Dari serangkaian kegagalan pemberontakan bersenjata yang
dimotori oleh kaum Syi'ah selama kurang lebih dua abad
lamanya, mereka mengalami kekecewaan yang mendalam,
kekalahan serta penderitaan yang beruntun, dan selalu
menjadi korban kekerasan lawan-lawan politiknya. Disamping
itu, tidak sedikit di antara para imam mereka menjadi korban
kekerasan politik; dan ini menyebabkan kecintaan mereka
kepada imam-imam tersebut semakin mendalam. Keadaan seperti
inilah yang menyebabkan kaum Syi'ah mudah mencerna 'aqidah
ar-raj'ah dan masalah al-gaibah, dua masalah yang tampaknya
merupakan faktor dominan dalam mempercepat proses lahirnya
sikap menunggu-nunggu kehadiran kembali para imam mereka
yang telah wafat atau yang tidak mereka akui kematiannya.

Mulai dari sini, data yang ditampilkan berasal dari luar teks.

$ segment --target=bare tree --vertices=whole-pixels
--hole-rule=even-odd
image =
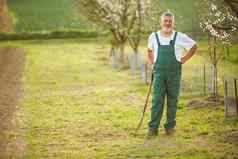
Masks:
[[[9,14],[7,0],[0,0],[0,31],[10,32],[12,30],[13,22]]]

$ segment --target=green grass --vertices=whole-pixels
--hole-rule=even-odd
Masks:
[[[219,159],[238,155],[238,145],[226,137],[238,130],[237,120],[225,120],[222,105],[186,108],[188,96],[181,96],[179,102],[175,136],[166,136],[161,127],[157,138],[145,141],[149,109],[138,135],[132,135],[147,86],[129,70],[108,66],[104,59],[109,46],[101,39],[2,45],[27,50],[21,105],[27,148],[21,158]],[[141,50],[146,49],[142,46]],[[127,47],[126,51],[131,50]],[[189,71],[203,62],[197,54],[186,68]],[[183,78],[190,78],[189,74]]]
[[[74,0],[9,0],[17,32],[79,29],[92,25],[77,14]]]

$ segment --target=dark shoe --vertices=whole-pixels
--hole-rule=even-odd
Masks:
[[[154,129],[149,129],[148,133],[147,133],[147,138],[153,138],[156,137],[158,135],[158,130],[154,130]]]
[[[175,129],[174,128],[166,128],[165,133],[166,133],[166,135],[169,135],[169,136],[174,135]]]

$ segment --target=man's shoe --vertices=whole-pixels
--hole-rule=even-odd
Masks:
[[[153,138],[156,137],[158,135],[158,130],[154,130],[154,129],[150,129],[147,133],[147,138]]]
[[[175,129],[174,128],[166,128],[165,133],[166,133],[166,135],[169,135],[169,136],[174,135]]]

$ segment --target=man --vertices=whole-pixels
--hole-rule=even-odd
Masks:
[[[174,133],[177,102],[180,91],[181,68],[196,52],[197,45],[187,35],[174,30],[174,14],[166,11],[161,15],[161,30],[152,33],[148,40],[148,59],[153,65],[151,120],[148,137],[156,136],[167,96],[167,135]],[[182,56],[183,51],[187,53]]]

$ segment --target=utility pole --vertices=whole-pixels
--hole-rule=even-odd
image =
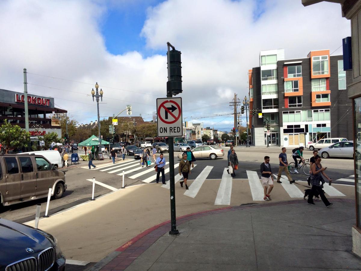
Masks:
[[[25,110],[25,130],[29,132],[29,111],[27,106],[27,82],[26,81],[26,69],[24,68],[24,105]],[[30,149],[30,143],[28,142],[27,149]]]

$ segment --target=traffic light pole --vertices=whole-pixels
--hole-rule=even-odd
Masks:
[[[170,47],[171,47],[173,50],[175,50],[174,46],[169,42],[167,43],[168,46],[168,52],[167,54],[167,62],[168,64],[168,81],[170,80]],[[167,98],[171,98],[171,91],[167,91]],[[171,235],[178,235],[179,232],[177,229],[177,222],[175,219],[175,185],[174,184],[174,146],[173,145],[173,137],[168,138],[168,146],[169,147],[169,187],[170,192],[170,227],[171,229],[169,234]]]

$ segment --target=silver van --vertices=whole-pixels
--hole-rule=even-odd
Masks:
[[[0,155],[0,206],[47,197],[56,199],[66,189],[65,173],[44,156],[35,154]]]

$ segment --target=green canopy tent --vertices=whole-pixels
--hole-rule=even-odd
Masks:
[[[109,145],[109,149],[110,148],[110,145],[109,145],[109,142],[108,141],[106,141],[105,140],[101,140],[101,145]],[[85,146],[86,147],[88,146],[97,146],[99,145],[99,138],[97,137],[96,137],[93,134],[90,137],[87,139],[84,140],[84,141],[82,142],[81,142],[78,145],[78,146]],[[97,158],[98,156],[99,156],[97,152],[95,153],[95,155],[96,158]],[[87,161],[88,159],[87,155],[81,155],[81,157],[83,159],[83,160],[85,161]],[[83,157],[84,156],[84,157]],[[103,159],[103,155],[101,155],[101,159]],[[109,156],[109,158],[110,158]]]

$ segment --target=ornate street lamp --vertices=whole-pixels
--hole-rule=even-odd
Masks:
[[[95,90],[94,91],[94,89],[92,89],[91,90],[91,95],[93,97],[93,102],[94,102],[94,97],[95,97],[95,100],[96,100],[96,106],[98,109],[98,137],[99,139],[99,144],[101,145],[101,138],[100,137],[100,120],[99,115],[99,98],[100,98],[101,100],[103,101],[103,91],[100,89],[100,91],[98,92],[98,89],[99,88],[99,85],[98,82],[95,83]]]

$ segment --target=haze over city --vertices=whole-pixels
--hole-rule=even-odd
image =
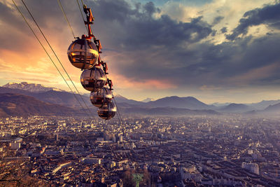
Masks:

Kepercayaan seperti ini tidak dikenal oleh ummat Muslim
sebelumnya. Oleh karena itu, doktrin Mahdiisme, yang semula
lahir sebagai penggerak gerakan keagamaan yang bersifat
politis, berkembang menjadi doktrin teologi yang
eskatologis. Paham Mahdiisme ini semakin luas pengaruhnya
dan bahkan akhirnya menjadi milik berbagai aliran dalam
Islam.

Paham Mahdi semula muncul di kalangan Syi'ah Kaisaniyyah,
aliran ini berkeyakinan bahwa Muhammad ibn Hanafiyah adalah
al-Mahdi al-Muntazar. Menurut keyakinan mereka, dia masih
hidup dan tinggal di bukit Radwa, dan kehadirannya kembali
senantiasa mereka tunggu Dalam hubungan ini timbul
pertanyaan, mengapa paham Mahdi ini tidak tumbuh di kalangan
kaum Khawarij? Jawaban terhadap pertanyaan ini cukup jelas:
bahwa kaum Khawarij tidak mengenal 'aqidah ar-raj'ah dan
al-gaibah, sekalipun sekte tersebut juga mengalami nasib
yang sama dengan nasib kaum Syi'ah.

Selanjutnya paham Mahdi ini pun muncul di kalangan sekte
Syi'ah al-Jarudiyyah. Para pengikut keyakinan sekte ini
selalu menunggu kehadiran kembali imam mereka, Muhammad ibn
'Abdullah, atau yang dikenal dengan sebutan
an-Nafsuz-Zakiyyah, sebagai al-Mahdi.

Di kalangan Syi'ah Imamiyyah, terdapat dua kelompok pengikut
paham Mahdi yang besar pengaruhnya dan terkenal dalam
sejarah, yaitu sekte Syi'ah Sab'iyyah (Syi'ah Tujuh) atau
yang dikenal dengan Syi'ah Isma'iliyyah atau Syi'ah
Batiniyyah, dan kedua adalah sekte Isna 'Asyariyyah (Syi'ah
Duabelas). Dalam merealisasikan ide kemahdiannya kedua
aliran tersebut tampaknya terdapat perbedaan yang cukup
menonjol. Jika kemahdian Syi'ah Isma'iliyyah lebih bersifat
realistis, maka kemahdian Syi'ah Isna 'Asyariyyah lebih
bersifat idealis. Menurut sekte yang disebut pertama,
al-Mahdi itu telah mengejawantah pada diri Abdullah ibn
Muhammad, dan ia berhasil membentuk dinastinya di Magrib
(Afrika), sedangkan menurut sekte yang disebut kedua,
al-Mahdi itu terjelma pada diri Muhammad ibn Hasan
al-'Askari (Imam keduabelas) sesudah ia dinyatakan hilang
secara misterius dan dinyatakan pula sebagai yang
ditunggu-tunggu tanpa batas waktu tertentu.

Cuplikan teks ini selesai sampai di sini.